I checked my mail in the department office, and by the time I came back the girl was promising to rewrite her paper over the course of the summer—making it the most “A-worthy” paper, she swore, he'd
ever
read—and away she went, tottering delicately on her heels.

“So,” he said. “How are you?”

“Good.” I sat down, pulling a pen and notebook out of my bag as if I expected a serious discussion, which I didn't. The pages were filled with absurd scholarship in my messy handwriting, copied-out quotations from famous critics, notes on the sexual proclivities of obscure artists, reading lists of books I never consulted. It was a documented history of wasted time.

“How are you, really?”

“Really good.”

He smiled again. It seemed unfair that he was still so handsome. He crossed behind me and closed the door, then came back to face me. “I don't suppose you have anything for me,” he said.

“You want gifts? If I'd known bribery would get me a degree, I wouldn't have bothered to sleep with you.”

He didn't laugh. He was wearing a dark blue T-shirt and black jeans and a silver bracelet on his left wrist which he twisted around and around while he looked at me. “A chapter. Part of a chapter. An
abstract
for a chapter. An idea. A glimmer of an idea that might eventually, in the fullness of time, become something more.”

“Oh,” I said. “I didn't bring any of those.” I looked over his shoulder at the window. Students bent practically double under the weight of backpacks portaged across the quad. Rangy dark squirrels rummaged for snacks in the trees. As I watched, a gust of wind freed sheets of paper from the trash and skipped them like stones across the pavement.

“I am concerned,” Michael said softly, “about your progress in the program.”

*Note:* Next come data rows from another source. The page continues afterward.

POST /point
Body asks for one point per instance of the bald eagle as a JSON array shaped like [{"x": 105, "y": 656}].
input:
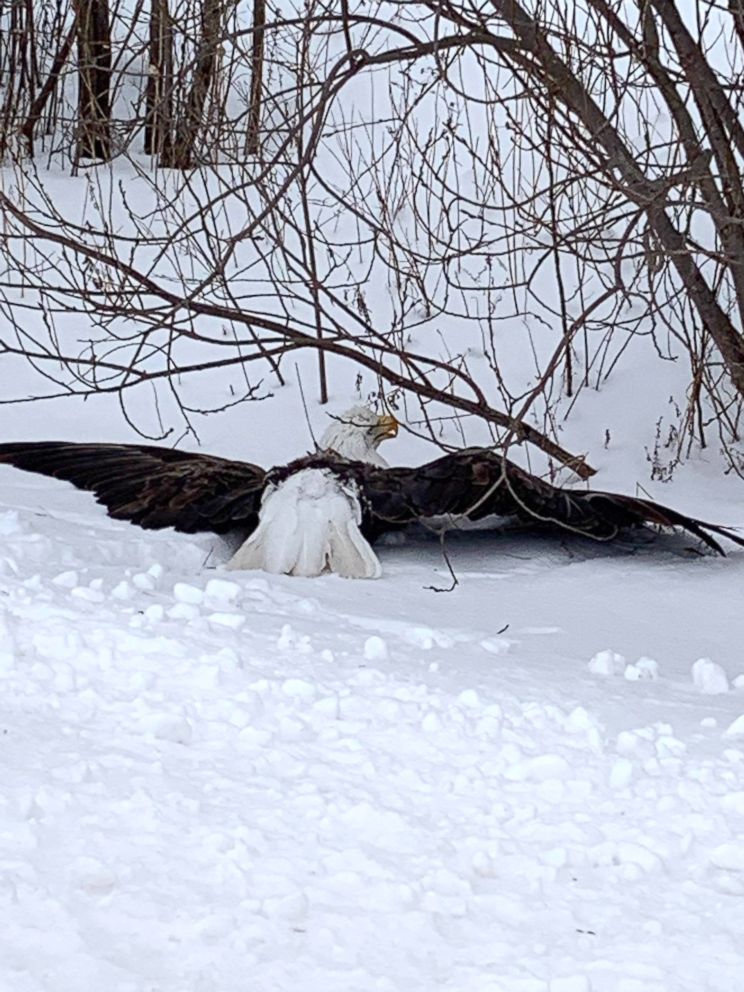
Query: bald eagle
[{"x": 319, "y": 513}]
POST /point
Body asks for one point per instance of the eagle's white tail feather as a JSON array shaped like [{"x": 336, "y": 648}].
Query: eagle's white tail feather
[{"x": 309, "y": 524}]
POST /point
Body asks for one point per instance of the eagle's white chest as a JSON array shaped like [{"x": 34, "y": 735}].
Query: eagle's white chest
[{"x": 309, "y": 524}]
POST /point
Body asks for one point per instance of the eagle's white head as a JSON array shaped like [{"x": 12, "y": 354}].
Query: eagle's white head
[{"x": 357, "y": 433}]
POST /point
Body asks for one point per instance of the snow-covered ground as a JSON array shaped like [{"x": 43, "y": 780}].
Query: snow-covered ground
[{"x": 212, "y": 782}]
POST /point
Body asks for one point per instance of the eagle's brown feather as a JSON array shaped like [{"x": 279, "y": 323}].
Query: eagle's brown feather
[{"x": 161, "y": 487}]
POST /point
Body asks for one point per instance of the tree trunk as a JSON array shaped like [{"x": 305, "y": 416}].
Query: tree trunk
[
  {"x": 94, "y": 77},
  {"x": 183, "y": 153},
  {"x": 159, "y": 96},
  {"x": 253, "y": 144}
]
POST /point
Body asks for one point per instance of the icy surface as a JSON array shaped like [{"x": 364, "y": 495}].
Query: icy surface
[{"x": 214, "y": 781}]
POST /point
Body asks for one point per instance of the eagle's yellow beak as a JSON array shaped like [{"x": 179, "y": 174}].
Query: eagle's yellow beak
[{"x": 387, "y": 426}]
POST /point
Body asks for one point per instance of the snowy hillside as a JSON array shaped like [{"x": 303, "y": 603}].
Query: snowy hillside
[
  {"x": 529, "y": 779},
  {"x": 221, "y": 781}
]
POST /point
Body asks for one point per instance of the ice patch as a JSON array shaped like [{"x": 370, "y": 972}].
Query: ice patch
[
  {"x": 67, "y": 580},
  {"x": 729, "y": 857},
  {"x": 221, "y": 591},
  {"x": 185, "y": 593},
  {"x": 709, "y": 677},
  {"x": 570, "y": 983},
  {"x": 644, "y": 668},
  {"x": 607, "y": 662},
  {"x": 375, "y": 649},
  {"x": 736, "y": 729}
]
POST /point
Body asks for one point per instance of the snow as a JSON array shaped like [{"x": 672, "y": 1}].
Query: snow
[{"x": 329, "y": 784}]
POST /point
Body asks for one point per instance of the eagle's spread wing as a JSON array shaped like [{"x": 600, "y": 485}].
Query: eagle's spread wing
[
  {"x": 478, "y": 482},
  {"x": 151, "y": 486}
]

“Yeah, well . . . I guess it's been kind of a slow semester.”

“It's been a slow
year,
Lynn. You haven't done anything, so far as I can tell, for at least a year. Quite possibly two. When are you going to take your exams? What's going on with this?” He opened a file folder on his desk—my dossier, I guessed, wondering what other information he kept in there—and held up a piece of paper, my supposed abstract of my supposed research for my supposed dissertation. We'd written it together one night in bed in my apartment, the laptop battery toasting my thigh, Michael's arms circling me from behind, his index fingers tapping with aggravating slowness on the keys. The abstract, and his endorsement of it, had gotten me the year of fellowship support I was living on now. I could tell that he was going to read it out loud.

“Please don't start reading it out loud,” I said.

He peered at it as if he hadn't written it. “The Secret Modernists: Cultural Production and Practice in Women Artists, 1965 to 1980.” He looked up. “Have you looked at those Eleanor Antin papers I was telling you about? Did you go to Philadelphia to see that show?” Then, after I didn't answer: “You know, Lynn, I've always thought this was an excellent topic. You have an opportunity here to do something potentially explosive. But if you sit on it for too long, somebody else will beat you to it.”

I'd heard this speech before, though I couldn't remember where the idea had even come from originally, whether it was mine or his. The dissertation supposedly would re-evaluate the feminist art movement in modernist terms, arguing that even though the artists themselves rejected traditional barometers of quality, the work itself could nonetheless be evaluated and prized according to those terms. It was the perfect approach, Michael once said, one that dismantled previous criticism while elevating provocative work; it could push buttons, make enemies, resurrect careers. And, if nothing else, I did like the art of that period, which was populated by high-concept performances and fervent politics, women parading around naked in galleries, issuing manifestos, painting with their menstrual blood. I liked the physical and emotional extremity of it, the willingness of the artists to put their blood and guts, their pain and pleasure, on full display. My dissertation was going to make the case for the aesthetic value of this art, as opposed to its historical significance; I would use my skills as an art historian to situate this work in a broader context and, at the same time, situate myself in the job market. That was Michael's plan, and clear enough to me; I just hadn't gotten around to following it.